For a million times there, brilliant ideas have been represented by a bulb in popular media (e.g., Felix the Cat cartoons). Perhaps, this symbolism can be traced back to the great inventor, Thomas Alva Edison, who made the incandescent light bulb a reality for everyone on the planet in 1879.
Of course, the wizard of Menlo Park was not the first inventor who tried to make the incandescent bulb happen. Way back in 1802, Humphrey Davey invented the world’s first electric light. After which, the race was on for a commercially feasible light bulb.
What this shows is how the right idea can be a great start to succeed in any endeavor. But it’s never enough. You have to make it work.
The same pattern emerged in the invention of 3D printers. In 1981, an innovative Japanese industrial researcher saw the merits of photopolymers to fabricate solid prototypes using UV light. The idea was brilliant, but it stalled. Credit Chuck Hull, an American engineer, for the invention of the 3D printer or the stereolithography-capable machine.
It’s easy to be confused about what 3D printing or additive manufacturing is. Indeed, it’s a very technical term. But, this is one idea you really can’t afford to overlook when it comes to expanding your business. After all, there is a slew of industries that have dramatically raised their bottom line thanks to 3D printing.
Many people can’t wrap their heads around 3D printing. And for the most part, it’s because of our mental imprint of what printing is all about. From the very beginning, our idea of printing is a bond paper being printed using a traditional printer such as Canon or HP. Well, that kind of printing is two-dimensional, with movements in the x and y-direction.
On the other hand, 3D printing adds another dimension to 2D printing. And that’s along the z-direction, making objects of all sizes and shapes become a reality.

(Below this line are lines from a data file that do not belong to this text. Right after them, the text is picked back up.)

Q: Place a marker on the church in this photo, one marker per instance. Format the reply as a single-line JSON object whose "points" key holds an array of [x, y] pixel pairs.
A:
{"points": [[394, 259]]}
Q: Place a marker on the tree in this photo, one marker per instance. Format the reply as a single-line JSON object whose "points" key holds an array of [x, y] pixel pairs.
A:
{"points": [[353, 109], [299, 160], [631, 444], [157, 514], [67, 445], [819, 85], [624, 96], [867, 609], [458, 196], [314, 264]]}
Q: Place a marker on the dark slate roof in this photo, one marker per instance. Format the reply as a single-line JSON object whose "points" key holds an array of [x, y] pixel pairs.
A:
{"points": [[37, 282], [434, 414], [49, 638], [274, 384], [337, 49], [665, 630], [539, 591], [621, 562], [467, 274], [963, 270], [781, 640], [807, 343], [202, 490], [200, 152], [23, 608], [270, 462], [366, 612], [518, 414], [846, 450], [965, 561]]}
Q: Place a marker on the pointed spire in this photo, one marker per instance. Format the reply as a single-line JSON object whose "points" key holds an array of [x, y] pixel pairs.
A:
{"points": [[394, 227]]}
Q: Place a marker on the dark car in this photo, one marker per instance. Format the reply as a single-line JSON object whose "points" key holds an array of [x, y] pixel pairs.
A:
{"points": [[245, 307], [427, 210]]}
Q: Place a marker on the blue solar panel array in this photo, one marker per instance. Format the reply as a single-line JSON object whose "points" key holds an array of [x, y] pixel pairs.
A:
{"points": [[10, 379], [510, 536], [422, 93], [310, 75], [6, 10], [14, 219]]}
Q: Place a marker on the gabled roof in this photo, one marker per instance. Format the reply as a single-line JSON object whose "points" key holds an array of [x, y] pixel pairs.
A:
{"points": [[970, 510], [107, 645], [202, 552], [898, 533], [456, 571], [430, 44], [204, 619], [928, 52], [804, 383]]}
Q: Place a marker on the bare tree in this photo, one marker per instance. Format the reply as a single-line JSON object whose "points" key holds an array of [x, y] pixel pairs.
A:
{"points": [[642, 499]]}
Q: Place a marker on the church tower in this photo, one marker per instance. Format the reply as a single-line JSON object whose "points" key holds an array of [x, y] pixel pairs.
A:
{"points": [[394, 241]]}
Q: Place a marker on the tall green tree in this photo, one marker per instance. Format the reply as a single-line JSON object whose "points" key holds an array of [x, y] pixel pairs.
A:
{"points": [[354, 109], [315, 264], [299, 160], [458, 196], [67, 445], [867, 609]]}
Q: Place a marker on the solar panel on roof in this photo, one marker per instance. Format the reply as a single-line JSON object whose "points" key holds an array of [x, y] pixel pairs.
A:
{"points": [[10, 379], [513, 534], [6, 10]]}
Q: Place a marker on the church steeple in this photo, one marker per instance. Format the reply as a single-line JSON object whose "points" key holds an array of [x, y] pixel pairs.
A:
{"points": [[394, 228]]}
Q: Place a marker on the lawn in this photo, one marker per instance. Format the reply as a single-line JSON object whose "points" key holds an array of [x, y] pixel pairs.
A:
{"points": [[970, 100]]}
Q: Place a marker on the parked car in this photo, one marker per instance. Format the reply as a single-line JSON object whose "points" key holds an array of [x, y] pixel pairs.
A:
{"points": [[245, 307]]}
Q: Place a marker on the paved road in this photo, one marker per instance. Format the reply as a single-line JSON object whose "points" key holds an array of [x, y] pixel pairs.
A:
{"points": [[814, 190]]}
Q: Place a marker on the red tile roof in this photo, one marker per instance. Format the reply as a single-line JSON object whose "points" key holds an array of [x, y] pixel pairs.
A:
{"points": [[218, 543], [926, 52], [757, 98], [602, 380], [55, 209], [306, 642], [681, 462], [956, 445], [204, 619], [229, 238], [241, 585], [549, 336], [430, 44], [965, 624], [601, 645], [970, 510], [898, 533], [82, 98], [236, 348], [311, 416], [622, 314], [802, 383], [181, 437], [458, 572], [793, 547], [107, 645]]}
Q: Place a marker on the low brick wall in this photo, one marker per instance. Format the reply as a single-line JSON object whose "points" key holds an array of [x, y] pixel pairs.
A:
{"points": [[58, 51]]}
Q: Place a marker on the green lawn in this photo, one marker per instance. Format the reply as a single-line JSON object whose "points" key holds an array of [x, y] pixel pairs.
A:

True enough, the aerospace industry was quick to embrace additive manufacturing — and for a reason. When you fly a machine up in the air, you require the most stringent standards for things to hold steady and not go bust. Certainly, parts must hold up in the harshest of conditions for an aircraft to function best.
But such high standards are very much reachable using 3D printing. By partnering with a reliable 3D additive manufacturing company, aerospace companies saw their innovative designs come to life with the exact precision and speed they need. Some of these involved environmental control systems (ECS) and components for rocket engines.
The advantages are obvious. Not only does 3D printing make short work of the designs of the most complex parts, but it also uses far lesser materials. In short, you end up with highly durable parts that are a lot lighter.
Another industry that has benefited extremely from 3D printing is the medical industry. Think about every patient that comes and goes to a medical center.
Everyone has their own specific needs. A prosthetic is one. By utilizing additive technology, people can avail themselves of low-cost options. And it’s a lot more accessible for patients who need it most. What’s more, they have the freedom to choose the design and specifics of their prosthetic.
Additionally, future medical practitioners can study the human anatomy better with 3D-printed organs. While a 2D representation in books may be useful for study, having a model that mimics the actual parts of a human body spells a huge difference in their quality of training.
Moreover, with 3D printing, you can replace broken parts of a lab or medical equipment with ease. In the long run, you minimize the downtime and allow a patient greater chances of recovery. Best of all, you save precious dollars in the process.
Like the aeronautics industry, the transportation industry exacts a high standard on vehicles. Millions of Americans spend countless hours on the road. Such a life in the fast lane requires vehicles to endure the toughest of terrains at extreme speeds. So to answer such a demand, the transportation industry must have parts that not only stand up to these harsh conditions but also light enough not to cause uncalled-for drag.
Again, this is where additive manufacturing is at its best. With such technology, creating super-complex shapes is a breeze. Indeed, it offers such endless possibilities that those processes being used now are just scratching the surface.
When you can build stronger yet more lightweight components, you end up with vehicles that are as efficient as you want them. A glance at the work that 3D printing has done can make your jaw drop. Top of this list is complex ductwork that is not possible by using conventional manufacturing processes.
All these show how extremely powerful 3D printing is. That this technology can put your business upfront ahead of the competition is a brilliant idea. All you have to do now is to make it happen.